Klimarisiken setzen die Infrastruktur von Städten unter Druck

Mit den nun veröffentlichten Daten belegen die Forscher einen extremen Anstieg der Partikelemissionen seit den 1970er-Jahren, für die ebenfalls Daten vorliegen. „Punktuell konnten wir eine Belastung von bis zu 150 000 Teilchen pro Kubikzentimeter nachweisen, wo 40 Jahre zuvor nur etwa tausend Teilchen nachweisbar waren“, sagt Junkermann. „Die extremen Konzentrationen konnten wir auf Kraftwerke, Raffinerien oder den Schifffahrtsverkehr zurückführen, oft und besonders auch auf Großfeuerungsanlagen mit neuester Abgastechnologie.“ So werde beispielsweise seit den 1990er-Jahren Ammoniak eingesetzt, um die Bildung von Stickoxiden (NOx) in Abgasen von Industrieanlagen zu verhindern. Mit ihren Daten könnten sie nun nachweisen, dass dabei besonders viele Nanoteilchen in die Atmosphäre entweichen.

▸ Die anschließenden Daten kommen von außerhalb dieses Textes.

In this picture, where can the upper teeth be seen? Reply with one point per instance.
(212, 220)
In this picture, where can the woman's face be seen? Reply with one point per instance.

Appell an die Klimaforschung

Mit ihrem Artikel appellieren die Wissenschaftler dazu, den Anstieg von Ultrafeinstaub in der Atmosphäre in den Szenarien der Klimaforschung stärker zu berücksichtigen. In den bisherigen Berechnungen würden standardmäßig Staubwerte aus Emissionsszenarien vom Anfang des Jahrhunderts verwendet. „Mit aktuelleren Daten könnte die Modellierung des Wasserkreislaufs, der Niederschlagsänderungen und der Extremwetterereignisse vermutlich wesentlich verbessert werden“, so Junkermann.